An input replay recording captures every key press, mouse movement, and controller input at the frame level. When a developer loads the recording, the game plays back the exact same inputs and ideally produces the exact same result. This is the gold standard for bug reproduction because it eliminates all human variability from the process.
Building a full input replay system is a significant engineering investment, but even a simplified version that records just the key inputs (button presses and their frame numbers, without analog stick positions) can be useful for many types of bugs. Some engines and frameworks provide replay recording as a built-in feature; check your engine’s documentation before building one from scratch.
“We added a ten-second input replay buffer that saves automatically with every bug report. The number of cannot-reproduce closures dropped by 60 percent in the first month. Turns out, most of our hard-to-reproduce bugs were just hard to describe.”
Handling Intermittent Bugs
Not every bug can be reproduced on demand. Intermittent bugs — those that occur sometimes but not always under the same conditions — require a different reporting approach. Instead of providing exact steps, focus on providing probability and conditions.
Report the frequency: “This occurs approximately 1 in 5 attempts.” Report the conditions you tested under: “I tested in the cave area with 10+ enemies spawned, at 30 FPS on a GTX 1060.” Report any patterns you noticed: “It seems to happen more often when there are many particle effects active.” And report the total attempts: “I tried 20 times and saw the bug 4 times.”

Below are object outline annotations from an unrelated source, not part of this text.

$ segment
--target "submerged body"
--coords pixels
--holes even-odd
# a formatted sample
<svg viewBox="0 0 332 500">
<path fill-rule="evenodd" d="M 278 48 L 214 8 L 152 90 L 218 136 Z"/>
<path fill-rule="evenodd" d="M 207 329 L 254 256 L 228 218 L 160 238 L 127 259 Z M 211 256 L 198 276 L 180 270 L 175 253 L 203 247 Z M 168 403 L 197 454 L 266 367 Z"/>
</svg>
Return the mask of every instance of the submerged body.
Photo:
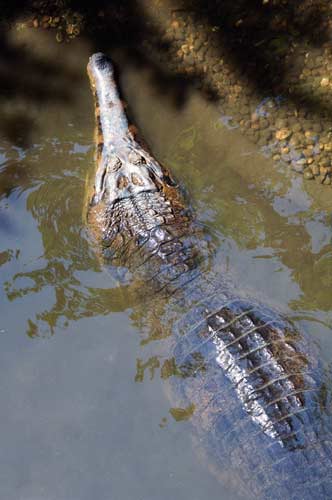
<svg viewBox="0 0 332 500">
<path fill-rule="evenodd" d="M 129 126 L 111 62 L 95 54 L 88 73 L 97 119 L 88 224 L 105 261 L 161 298 L 172 387 L 193 408 L 217 473 L 237 475 L 248 498 L 332 498 L 330 417 L 312 346 L 276 312 L 236 296 L 170 173 Z"/>
</svg>

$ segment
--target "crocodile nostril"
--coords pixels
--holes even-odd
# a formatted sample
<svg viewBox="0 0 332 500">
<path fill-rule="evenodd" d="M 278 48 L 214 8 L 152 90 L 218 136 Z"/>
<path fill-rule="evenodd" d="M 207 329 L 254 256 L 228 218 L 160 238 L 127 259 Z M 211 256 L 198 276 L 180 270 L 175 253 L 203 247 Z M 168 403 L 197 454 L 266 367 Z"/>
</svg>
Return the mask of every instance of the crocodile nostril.
<svg viewBox="0 0 332 500">
<path fill-rule="evenodd" d="M 137 151 L 131 151 L 128 155 L 130 163 L 133 165 L 144 165 L 145 159 Z"/>
<path fill-rule="evenodd" d="M 119 189 L 126 188 L 128 186 L 128 184 L 129 184 L 129 179 L 125 175 L 121 175 L 118 178 L 117 186 Z"/>
<path fill-rule="evenodd" d="M 143 186 L 144 182 L 137 174 L 131 174 L 132 183 L 136 186 Z"/>
</svg>

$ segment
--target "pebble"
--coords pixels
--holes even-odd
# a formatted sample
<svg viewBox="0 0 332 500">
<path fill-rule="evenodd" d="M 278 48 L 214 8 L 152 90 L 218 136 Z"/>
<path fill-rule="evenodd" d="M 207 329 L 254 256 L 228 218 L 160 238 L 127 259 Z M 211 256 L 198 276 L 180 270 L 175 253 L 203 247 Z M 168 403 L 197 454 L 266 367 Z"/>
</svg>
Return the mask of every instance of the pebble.
<svg viewBox="0 0 332 500">
<path fill-rule="evenodd" d="M 311 168 L 308 168 L 308 169 L 304 172 L 303 176 L 304 176 L 304 178 L 305 178 L 305 179 L 307 179 L 307 180 L 311 180 L 311 179 L 314 179 L 314 178 L 315 178 L 314 174 L 312 173 Z"/>
<path fill-rule="evenodd" d="M 276 139 L 278 141 L 284 141 L 286 139 L 289 139 L 291 135 L 292 131 L 289 130 L 289 128 L 282 128 L 276 131 Z"/>
</svg>

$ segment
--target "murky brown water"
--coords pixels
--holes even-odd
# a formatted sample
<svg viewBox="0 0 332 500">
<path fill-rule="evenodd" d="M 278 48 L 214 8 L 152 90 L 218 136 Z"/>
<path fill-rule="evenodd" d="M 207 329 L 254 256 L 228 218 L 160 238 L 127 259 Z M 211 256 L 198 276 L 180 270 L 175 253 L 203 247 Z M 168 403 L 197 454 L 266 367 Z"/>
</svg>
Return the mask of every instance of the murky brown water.
<svg viewBox="0 0 332 500">
<path fill-rule="evenodd" d="M 13 117 L 19 109 L 28 130 L 0 140 L 0 497 L 236 498 L 202 464 L 189 423 L 172 418 L 159 376 L 139 382 L 136 364 L 156 348 L 86 238 L 89 47 L 64 49 L 45 33 L 16 33 L 13 43 L 57 71 L 45 70 L 48 98 L 18 98 Z M 276 171 L 195 93 L 179 109 L 148 71 L 114 58 L 137 125 L 217 235 L 235 286 L 289 313 L 329 362 L 330 190 Z"/>
</svg>

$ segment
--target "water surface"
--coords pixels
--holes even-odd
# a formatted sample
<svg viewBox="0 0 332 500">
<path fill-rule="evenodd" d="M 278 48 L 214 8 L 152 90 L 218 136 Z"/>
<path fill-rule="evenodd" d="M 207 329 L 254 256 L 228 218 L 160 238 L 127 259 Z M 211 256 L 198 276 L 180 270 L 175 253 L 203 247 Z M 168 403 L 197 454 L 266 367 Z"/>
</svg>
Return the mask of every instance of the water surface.
<svg viewBox="0 0 332 500">
<path fill-rule="evenodd" d="M 47 96 L 27 92 L 12 110 L 1 100 L 11 123 L 20 110 L 30 125 L 0 140 L 0 497 L 236 498 L 193 446 L 190 421 L 169 412 L 159 344 L 138 326 L 144 310 L 86 235 L 90 48 L 64 50 L 45 33 L 12 43 L 56 71 L 36 75 Z M 329 363 L 330 190 L 276 170 L 195 92 L 179 108 L 148 70 L 113 55 L 135 122 L 217 238 L 234 286 L 287 313 Z"/>
</svg>

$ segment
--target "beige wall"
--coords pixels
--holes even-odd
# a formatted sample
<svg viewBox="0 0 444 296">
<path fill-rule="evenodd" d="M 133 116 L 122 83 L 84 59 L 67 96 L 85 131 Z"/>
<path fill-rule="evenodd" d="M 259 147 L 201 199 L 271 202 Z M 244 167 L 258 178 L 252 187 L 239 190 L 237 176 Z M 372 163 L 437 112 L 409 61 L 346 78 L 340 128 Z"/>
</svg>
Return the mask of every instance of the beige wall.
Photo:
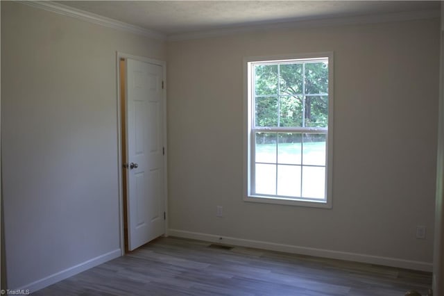
<svg viewBox="0 0 444 296">
<path fill-rule="evenodd" d="M 431 270 L 438 34 L 435 19 L 169 42 L 172 233 L 386 257 Z M 243 58 L 329 51 L 333 208 L 243 202 Z M 416 225 L 427 227 L 425 240 L 416 238 Z"/>
<path fill-rule="evenodd" d="M 441 53 L 434 253 L 434 293 L 444 294 L 444 5 L 441 2 Z"/>
<path fill-rule="evenodd" d="M 163 42 L 1 1 L 9 288 L 119 254 L 117 51 L 165 58 Z"/>
</svg>

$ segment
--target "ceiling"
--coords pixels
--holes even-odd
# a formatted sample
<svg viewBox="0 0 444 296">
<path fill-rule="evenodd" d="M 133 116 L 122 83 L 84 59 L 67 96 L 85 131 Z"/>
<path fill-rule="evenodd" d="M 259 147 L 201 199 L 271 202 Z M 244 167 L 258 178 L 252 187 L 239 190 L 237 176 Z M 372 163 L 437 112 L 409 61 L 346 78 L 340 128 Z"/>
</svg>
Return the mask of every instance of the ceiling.
<svg viewBox="0 0 444 296">
<path fill-rule="evenodd" d="M 426 1 L 60 1 L 169 36 L 287 22 L 438 10 Z"/>
</svg>

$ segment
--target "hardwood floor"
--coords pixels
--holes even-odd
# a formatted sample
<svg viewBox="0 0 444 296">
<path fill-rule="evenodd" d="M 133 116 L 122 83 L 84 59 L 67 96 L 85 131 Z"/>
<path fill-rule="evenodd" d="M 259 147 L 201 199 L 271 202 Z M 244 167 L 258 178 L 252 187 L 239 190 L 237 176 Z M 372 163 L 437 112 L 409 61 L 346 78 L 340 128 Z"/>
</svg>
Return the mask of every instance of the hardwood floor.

This information helps the developer estimate how much testing time they need to allocate for reproduction and gives them clues about the underlying cause. A bug that correlates with high entity counts suggests a race condition or memory issue. A bug that correlates with low frame rate suggests a timing-dependent code path.
Related Issues
For the mechanics of writing clear reproduction steps, see how to write good bug reports for game development. If you are dealing with bugs you cannot reproduce at all, our guide on remote debugging game issues you cannot reproduce covers techniques for investigating from logs and telemetry. For playtester-focused guidance, read bug reporting etiquette for game playtesters.
Before submitting a bug report, try to reproduce the bug yourself one more time following only the steps you wrote down. If you cannot reproduce it from your own instructions, the developer will not be able to either.